Il tema della morte non le era estraneo. Roberta Tatafiore cercava le "larve nere" nei romanzi e nella cronaca, ne era attratta e al contempo minacciata. "Lasciatemi addormentare come Saffo", così titolava ieri il Foglio una sua pagina sull'aldilà scritta nell'estate di due anni fa. Appare una costruzione letteraria anche questa sua morte, lucidamente inseguita, progettata, e raccontata in un memoriale di una cinquantina di pagine.

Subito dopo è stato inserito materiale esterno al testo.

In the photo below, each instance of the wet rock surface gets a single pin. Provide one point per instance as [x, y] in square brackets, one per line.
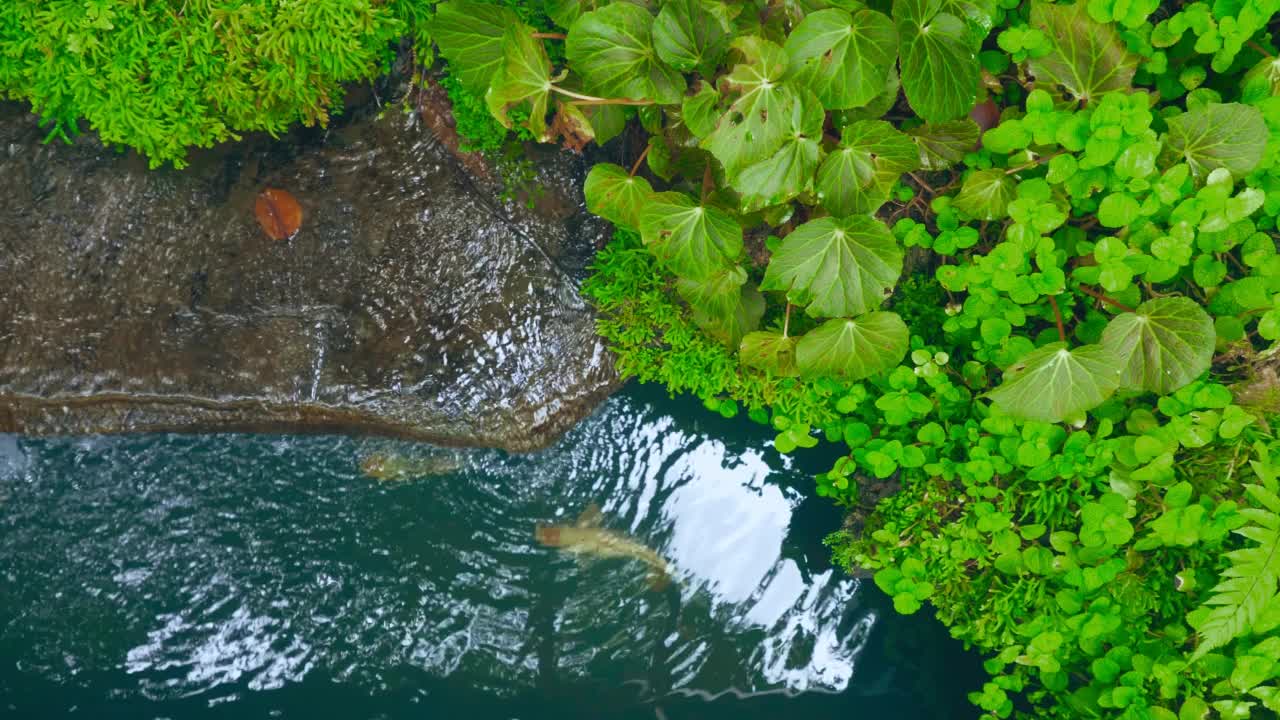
[412, 301]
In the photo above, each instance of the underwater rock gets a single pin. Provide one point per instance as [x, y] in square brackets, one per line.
[411, 302]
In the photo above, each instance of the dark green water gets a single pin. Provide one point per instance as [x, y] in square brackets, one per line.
[265, 577]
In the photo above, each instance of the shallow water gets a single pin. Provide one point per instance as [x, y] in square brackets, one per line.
[264, 575]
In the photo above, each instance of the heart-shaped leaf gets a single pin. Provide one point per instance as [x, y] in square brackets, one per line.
[940, 59]
[789, 172]
[694, 241]
[859, 174]
[986, 195]
[837, 267]
[470, 39]
[615, 195]
[524, 80]
[1054, 383]
[755, 124]
[1088, 59]
[1164, 345]
[945, 144]
[842, 57]
[612, 49]
[693, 35]
[853, 349]
[769, 350]
[1219, 135]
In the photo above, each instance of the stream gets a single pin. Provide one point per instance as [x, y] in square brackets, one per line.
[257, 575]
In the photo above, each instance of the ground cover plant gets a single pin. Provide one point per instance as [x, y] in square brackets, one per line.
[1018, 258]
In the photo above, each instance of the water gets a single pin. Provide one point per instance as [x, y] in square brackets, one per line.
[265, 575]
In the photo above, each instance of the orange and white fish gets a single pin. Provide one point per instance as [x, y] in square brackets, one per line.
[588, 540]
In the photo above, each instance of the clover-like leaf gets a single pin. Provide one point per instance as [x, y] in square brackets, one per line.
[859, 174]
[789, 171]
[940, 59]
[1219, 135]
[612, 49]
[1164, 345]
[470, 36]
[694, 241]
[837, 267]
[1088, 58]
[616, 195]
[1054, 383]
[524, 80]
[693, 35]
[743, 318]
[853, 349]
[755, 124]
[769, 350]
[986, 195]
[842, 57]
[945, 144]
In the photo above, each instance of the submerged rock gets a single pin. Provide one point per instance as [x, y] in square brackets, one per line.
[411, 302]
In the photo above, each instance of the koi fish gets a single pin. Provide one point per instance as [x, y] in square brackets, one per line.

Come una traccia lasciata agli amici, un gesto di condivisione. "È un diario dei suoi ultimi tre mesi, una cronaca meticolosa del suo progetto di morte", dice Daniele Scalise, giornalista e compagno di molte avventure. "Una sorta di "diario della clandestinità" in cui è dettagliatamente raccontato come Roberta s'è organizzata, che libri ha letto, come ci si prepara al suicidio". Il suicidio come possibilità di un'esistenza piena.
Quale filo spezzato abbia piegato una personalità straripante, vitale, generosa è difficile ora capire. "Come tutte le donne veramente sofferenti", dice Scalise, "Roberta non esibiva il dolore". Spirito irrequieto e profondamente libero, dopo una lunga militanza a sinistra - tra Noidonne, Manifesto e il mensile Lucciola per i diritti civili delle prostitute - negli ultimi tempi s'era avvicinata alla destra, ai suoi giornali, condividendo con Isabella Rauti la rubrica Thelma & Louise sul Secolo d'Italia. Ma anche questo nuovo territorio politico l'aveva delusa. Contro lo "statalismo chiesastico" esibito sul caso Englaro era incentrato nel febbraio scorso un suo appassionato intervento sul sito di DeA, donne e altri, probabilmente il suo ultimo articolo. In primo piano, ancora una volta, il suicidio, in tedesco Freitod, libera morte. Anche questo suo epilogo, in fondo, è rivendicazione di possesso. Ognuno di noi è padrone della propria vita, forse Roberta Tatafiore ha voluto ricordarcelo. Con dolcezza, senza rancore.